61. How To Outsmart Your Resolutions With Strategy So That They Stick
Here is the scene. You swear you will go running tomorrow. Tomorrow arrives. So does rain and a croissant. Suddenly, the morning jog turns into a coffee date with yourself, starring a pastry that insists it is “self-care” on a plate.
Acrasia: When Knowing Is Not Doing
The Greeks had a word for this pattern: acrasia, doing the opposite of what you know is good for you. Plato thought that if you truly understood the good, you would automatically follow it, while Aristotle pointed out that desire can simply overrule reason. You see it in everyday life: people genuinely want to stick to their health habits, sleep routines, or exercise plans, yet they quietly slide back into old patterns. It is not stupidity. It is the constant pull between quick comfort and long-term meaning.
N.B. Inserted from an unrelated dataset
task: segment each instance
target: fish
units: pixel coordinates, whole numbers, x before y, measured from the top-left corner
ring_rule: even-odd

Why Resolutions Are Bad Strategy
Management thinker Richard Rumelt, in his book “Good Strategy / Bad Strategy,” explains that many “strategies” fail because they are just slogans pretending to be plans. Most New Year’s resolutions behave exactly like that:
- “Be healthier” or “get my life together” sound powerful but say nothing about what you will do on Tuesday at 7 p.m.
- There is no diagnosis, no honest “this is where I usually fall apart.”
- Everything rests on willpower, which tends to disappear right around the time the fridge light comes on.
Acrasia loves this setup. It lives in the gap between big promises and zero structure.
Turn Resolutions Into Strategy
Let us take one example and keep it: “I want to exercise regularly.” Here is how strategy changes it.
- Diagnose the real problem Instead of “I am lazy,” try “I plan evening workouts, but by 7 p.m. I am exhausted, hungry, and my sofa is closer than the gym.” Now the issue is timing and energy, not your moral worth.
- Create a guiding policy for that problem Based on that diagnosis, a guiding policy could be: “Exercise early, before the day tires me out, and make it as easy as possible to start.” This gives a direction for every future choice about movement.
- Design tiny, coherent actions that match the policy From that policy, you might decide:
- lay out workout clothes by the bed every night
- do a ten-minute walk or short routine right after coffee, not after work
- on very bad mornings, at least stretch for three minutes so the habit does not break.
- All of these actions serve the same strategy: make morning movement simple and inevitable.
- Anchor that same example in your values Finally, you tie this exercise habit to something that matters: “I move in the morning because I want to hit middle age with the energy and body of someone who still gets mistaken for the intern.” It becomes about future freedom, not punishment for past croissants.
A Kinder Way To Fail
Acrasia is not proof that you are broken. It is proof that you are human, stuck between intention and temptation. Writer Susan Sontag once put it this way: “Kindness, kindness, kindness. I want to make a New Year’s prayer, not a resolution. I’m praying for courage.” This January, instead of promising a completely new you, you could try something closer to that: a little more kindness for yourself, and just enough courage to take the next small step.
So this year, if you want to outsmart your resolutions with strategy, do not make them louder. Make them smarter: one clear diagnosis, one simple guiding policy, a few tiny actions you might actually do. And if the croissant wins sometimes, let it, as long as it does not win every round.